The very slight matter-antimatter asymmetry — roughly one extra baryon per billion photons (the baryon-to-photon ratio η ≈ 6 × 10−10) — meant that virtually all antimatter annihilated with matter before BBN began at t ≈ 10 s. BBN therefore produced only ordinary (matter) nuclei. The origin of this asymmetry (baryogenesis) is one of the outstanding unsolved problems in cosmology, requiring CP violation beyond what is observed in the Standard Model.
This model recreates the physics of Big Bang Nucleosynthesis (BBN), the process by which protons and neutrons fused into the first atomic nuclei during the first twenty minutes of the universe. It traces the neutron-to-proton freeze-out, the deuterium bottleneck, and the resulting primordial abundances of hydrogen, deuterium, helium-3, helium-4 and lithium-7, derived from a simplified analytic treatment of the radiation-era temperature-time relation and equilibrium-style reaction equations. Everything updates live as you change the baryon-to-photon ratio, expressed here through the baryon density parameter Ωbh².

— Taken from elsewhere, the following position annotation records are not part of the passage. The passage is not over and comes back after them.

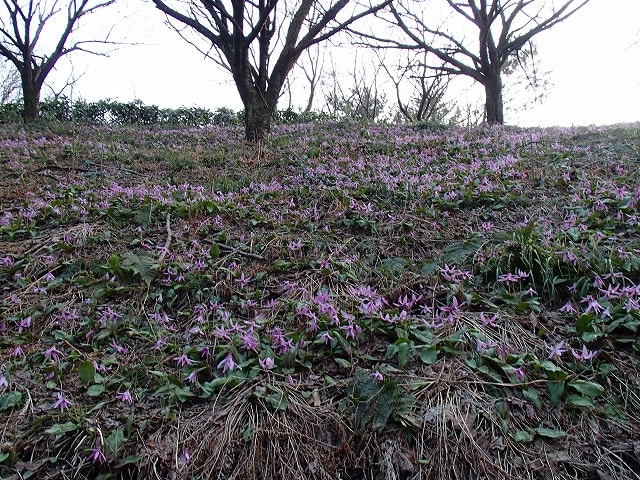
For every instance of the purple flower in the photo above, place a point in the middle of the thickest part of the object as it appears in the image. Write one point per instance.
(584, 355)
(183, 360)
(326, 337)
(96, 455)
(518, 373)
(556, 351)
(488, 322)
(53, 354)
(184, 458)
(61, 402)
(228, 364)
(593, 304)
(125, 397)
(568, 307)
(266, 363)
(118, 348)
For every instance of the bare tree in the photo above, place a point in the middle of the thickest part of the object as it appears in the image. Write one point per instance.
(359, 98)
(22, 27)
(503, 27)
(426, 89)
(260, 41)
(9, 83)
(312, 69)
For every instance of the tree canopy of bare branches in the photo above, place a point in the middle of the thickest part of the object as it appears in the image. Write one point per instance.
(260, 41)
(22, 28)
(502, 28)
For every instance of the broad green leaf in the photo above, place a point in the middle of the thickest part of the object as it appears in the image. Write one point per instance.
(429, 268)
(86, 370)
(393, 267)
(429, 355)
(579, 401)
(143, 215)
(590, 389)
(95, 390)
(523, 436)
(343, 363)
(10, 400)
(62, 428)
(130, 460)
(532, 394)
(113, 442)
(584, 324)
(549, 433)
(458, 252)
(404, 354)
(142, 265)
(556, 389)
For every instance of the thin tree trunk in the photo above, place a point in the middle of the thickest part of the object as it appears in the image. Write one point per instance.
(494, 106)
(31, 94)
(257, 120)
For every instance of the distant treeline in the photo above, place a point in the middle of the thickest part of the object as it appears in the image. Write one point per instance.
(109, 112)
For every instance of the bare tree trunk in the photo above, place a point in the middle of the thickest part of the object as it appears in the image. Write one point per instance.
(31, 94)
(494, 105)
(257, 119)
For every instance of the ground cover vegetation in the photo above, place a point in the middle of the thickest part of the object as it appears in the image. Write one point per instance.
(359, 302)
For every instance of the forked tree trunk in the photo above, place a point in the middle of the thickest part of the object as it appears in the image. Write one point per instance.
(31, 101)
(494, 105)
(257, 120)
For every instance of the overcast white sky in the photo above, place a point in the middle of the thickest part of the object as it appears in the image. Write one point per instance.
(594, 67)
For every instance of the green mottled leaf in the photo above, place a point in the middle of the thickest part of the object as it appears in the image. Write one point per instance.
(141, 265)
(523, 436)
(62, 428)
(95, 390)
(590, 389)
(429, 355)
(346, 364)
(86, 370)
(130, 460)
(532, 394)
(113, 442)
(549, 433)
(10, 400)
(579, 401)
(556, 389)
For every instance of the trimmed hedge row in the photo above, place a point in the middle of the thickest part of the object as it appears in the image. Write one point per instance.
(108, 112)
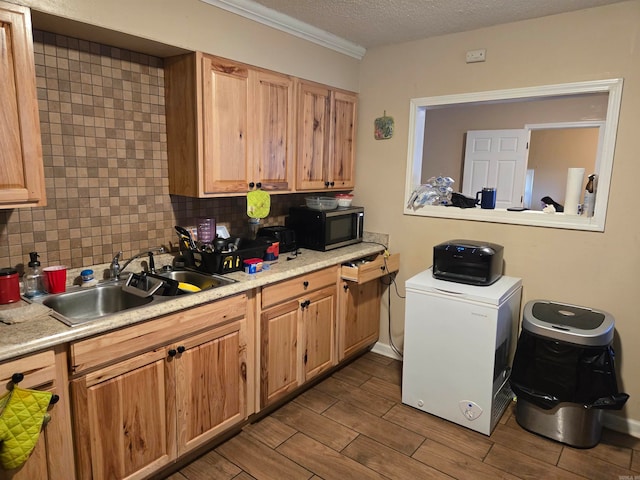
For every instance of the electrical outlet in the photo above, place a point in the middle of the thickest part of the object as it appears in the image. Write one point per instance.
(476, 55)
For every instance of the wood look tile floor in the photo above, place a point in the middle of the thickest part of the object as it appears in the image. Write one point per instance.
(353, 426)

A particle field visualises protons, neutrons and light nuclei forming as the plasma cools, alongside a log-scale abundance chart plotting H, He-4, D/H, He-3/H, Li-7/H and the n/p ratio against time, plus a phase timeline marking freeze-out, the deuterium bottleneck and helium-4 synthesis.
Drag the Baryon density Ωbh² slider to see how it shifts the final abundances, use the Time slider to jump to any moment between roughly 0.01 s and 17 minutes, adjust Speed to slow or accelerate the animation, and use Play/Pause or Reset to control playback.
In 1948 Ralph Alpher and Robert Herman used BBN calculations to predict a relic radiation temperature of around 5 K — seventeen years before that cosmic microwave background radiation was actually detected.
Ωbh² sets the density of ordinary matter relative to radiation. Raising it speeds up fusion, lowering the final deuterium and helium-3 abundances whilst slightly raising the helium-4 and lithium-7 fractions, matching the trends predicted by standard BBN theory.
Once the temperature drops below about 0.8 MeV, weak interactions become too slow to keep protons and neutrons in equilibrium, so the ratio freezes out near 1/6 and thereafter falls only slowly as free neutrons decay, exactly as the timeline panel labels.
Deuterium nuclei form continuously but are destroyed by energetic photons until the universe cools past roughly 0.07 MeV. This delay, shown as its own phase band, holds up helium-4 synthesis even though the temperature would otherwise allow it sooner.
Almost every free neutron ends up bound inside a helium-4 nucleus once synthesis proceeds, so the final mass fraction depends almost entirely on the frozen-out n/p ratio, which the "He-4 Yp" readout tracks live as you move the Time slider.
It reproduces the standard predicted Li-7/H abundance, but does not include the observational discrepancy seen in old halo stars, which remains a separate, unresolved puzzle in real BBN research rather than part of this simplified model.